The title track opens the record with thick drubbing, the vocals yowling, which is a familiar component that makes the band feel so comfortable in the heart. The playing slices through as the guitars rinse wounds, the vocals tap at your head, and things trudge, slowly bruising before bleeding away. “Utopian,” partially inspired by Kim Stanley Robinson’s sci-fi novel Red Mars, is even heavier with the bass plodding away. There is misery in the melodies before things briefly work into calmer waters before the storm punches back. The howls pick up the intensity, the bass hammers, and the track bows out to the night. “Oxygen Tent” begins clean with the drums digging the path and then the drubbing arriving as the guitars unhinge their jaws. Dark clouds cover any hint of light as the vocals get punchier, the rumbling intensifies in your chest, and things come to a pummeling end.

“You Had a Plan” has guitars trickling over rocks as Evans’ bark explodes, and the watery ease works its way toward trouble. Leads soar into the atmosphere, harsh howls bruise, and the final notes ring out. “Splicing” is dreary and slurry as it dawns, and the bass chugs again, working toward all-star status on this album. The guitars cut through and increase the already bustling emotion, and then a brief stretch of desolation is jarred by steely guitars, splattering before pounding out. “When We Fall Through the Floor” lumbers as the playing flexes its muscles, and the thickening heat starts working its way through the cracks. “What’s hidden in the floor?” Evans calls repeatedly as the guitars lap and lather in doomy juices, and the drums stand alone as the track fades. “Lampblack” is the closer and opens in sullen mood, with the guitars beginning to churn and smoke. “You’ll never get away that way,” Evans accuses, with the heaviness weighing down, pummeling along with the bass snarling dangerously and the track turning into exhaust that fades into the air.

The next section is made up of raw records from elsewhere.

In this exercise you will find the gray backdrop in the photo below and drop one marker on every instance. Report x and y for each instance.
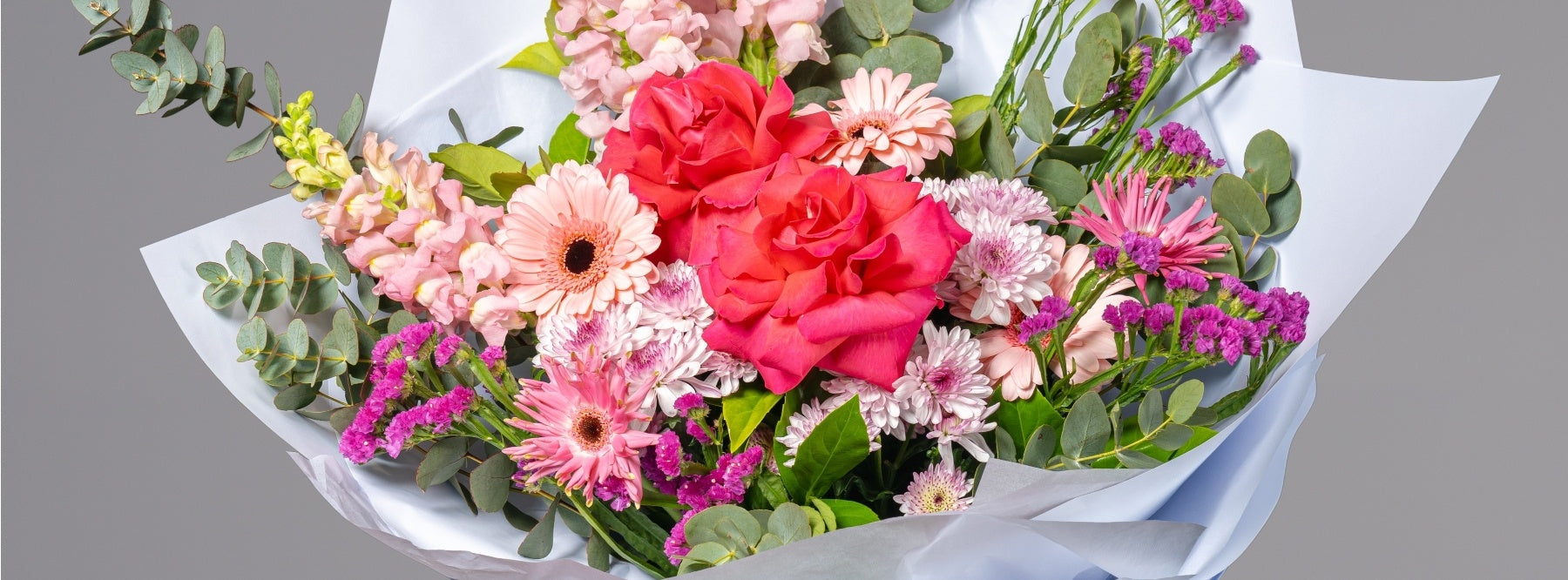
(1434, 450)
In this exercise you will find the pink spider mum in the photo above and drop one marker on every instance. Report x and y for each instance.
(1132, 206)
(882, 117)
(582, 421)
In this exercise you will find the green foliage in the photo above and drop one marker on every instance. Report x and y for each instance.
(744, 411)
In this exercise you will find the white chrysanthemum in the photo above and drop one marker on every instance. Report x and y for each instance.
(672, 364)
(966, 433)
(878, 407)
(1003, 266)
(1011, 198)
(807, 421)
(674, 303)
(936, 489)
(612, 333)
(943, 378)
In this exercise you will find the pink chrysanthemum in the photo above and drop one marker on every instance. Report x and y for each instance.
(1132, 206)
(936, 489)
(1005, 266)
(878, 407)
(582, 421)
(943, 378)
(882, 117)
(578, 243)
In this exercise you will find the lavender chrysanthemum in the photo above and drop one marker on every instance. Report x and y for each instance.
(936, 489)
(943, 378)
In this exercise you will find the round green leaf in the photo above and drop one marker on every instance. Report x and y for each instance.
(1236, 201)
(1267, 162)
(1060, 180)
(1285, 209)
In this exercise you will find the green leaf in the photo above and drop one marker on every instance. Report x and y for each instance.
(1136, 460)
(1236, 201)
(1060, 180)
(517, 517)
(295, 397)
(274, 91)
(1184, 400)
(919, 57)
(1267, 162)
(1262, 266)
(474, 165)
(253, 146)
(789, 524)
(1152, 413)
(102, 39)
(1042, 446)
(1285, 211)
(841, 35)
(1021, 417)
(541, 538)
(831, 450)
(568, 143)
(875, 19)
(850, 513)
(540, 57)
(443, 462)
(744, 411)
(932, 5)
(1087, 427)
(997, 148)
(352, 118)
(491, 482)
(1038, 113)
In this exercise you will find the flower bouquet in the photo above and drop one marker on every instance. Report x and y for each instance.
(799, 287)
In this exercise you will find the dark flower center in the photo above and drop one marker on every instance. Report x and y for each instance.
(590, 430)
(579, 256)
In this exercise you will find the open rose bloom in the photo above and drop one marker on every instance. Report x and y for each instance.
(729, 242)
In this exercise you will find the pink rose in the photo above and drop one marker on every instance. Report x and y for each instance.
(828, 270)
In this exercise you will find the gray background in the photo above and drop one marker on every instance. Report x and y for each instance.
(1434, 450)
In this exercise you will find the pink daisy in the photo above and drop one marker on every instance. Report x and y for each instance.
(582, 421)
(578, 243)
(882, 117)
(936, 489)
(1132, 206)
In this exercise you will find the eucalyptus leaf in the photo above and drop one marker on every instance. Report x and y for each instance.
(443, 462)
(1085, 428)
(1238, 203)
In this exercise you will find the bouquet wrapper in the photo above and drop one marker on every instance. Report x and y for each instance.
(1368, 151)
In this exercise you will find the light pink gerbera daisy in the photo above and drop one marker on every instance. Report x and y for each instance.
(1132, 206)
(582, 421)
(1090, 345)
(936, 489)
(578, 243)
(882, 117)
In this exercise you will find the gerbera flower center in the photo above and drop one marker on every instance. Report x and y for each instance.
(590, 428)
(579, 256)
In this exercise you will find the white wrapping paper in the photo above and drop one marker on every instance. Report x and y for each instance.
(1368, 156)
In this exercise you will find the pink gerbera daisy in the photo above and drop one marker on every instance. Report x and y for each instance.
(882, 117)
(1132, 206)
(582, 421)
(578, 243)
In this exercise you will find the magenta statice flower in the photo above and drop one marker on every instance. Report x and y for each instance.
(1052, 311)
(1248, 55)
(447, 348)
(1142, 250)
(436, 415)
(1158, 317)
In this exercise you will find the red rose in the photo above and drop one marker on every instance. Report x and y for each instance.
(828, 270)
(701, 146)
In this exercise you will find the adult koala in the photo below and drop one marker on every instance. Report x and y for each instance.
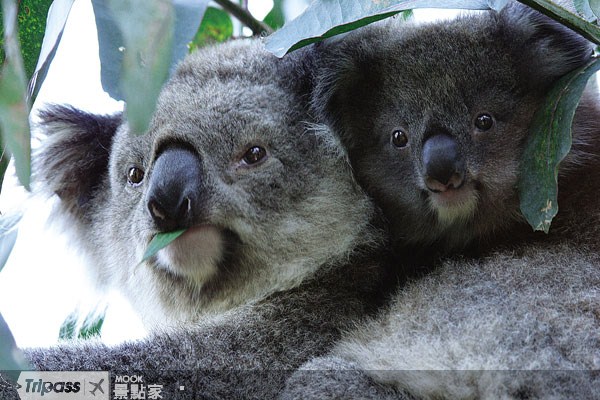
(280, 252)
(435, 119)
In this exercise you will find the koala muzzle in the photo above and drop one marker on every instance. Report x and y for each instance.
(443, 166)
(174, 191)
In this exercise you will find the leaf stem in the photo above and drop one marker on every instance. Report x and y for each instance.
(257, 27)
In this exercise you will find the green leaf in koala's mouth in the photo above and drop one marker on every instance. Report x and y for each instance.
(160, 241)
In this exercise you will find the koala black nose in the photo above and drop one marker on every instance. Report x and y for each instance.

Kowloon Walled City has been a little underappreciated by just about everyone, but every time out, the band churns out a workmanlike mix of post-hardcore, doom, and noise rock. “Piecework” is another great building block by the band, an emotional, jabbing dagger to your ribs just to wake you from any sense of apathy. Worked into this is very human pain to which we all can relate and likely all have experienced in some form, and this record works to make that emotion a little more tangible.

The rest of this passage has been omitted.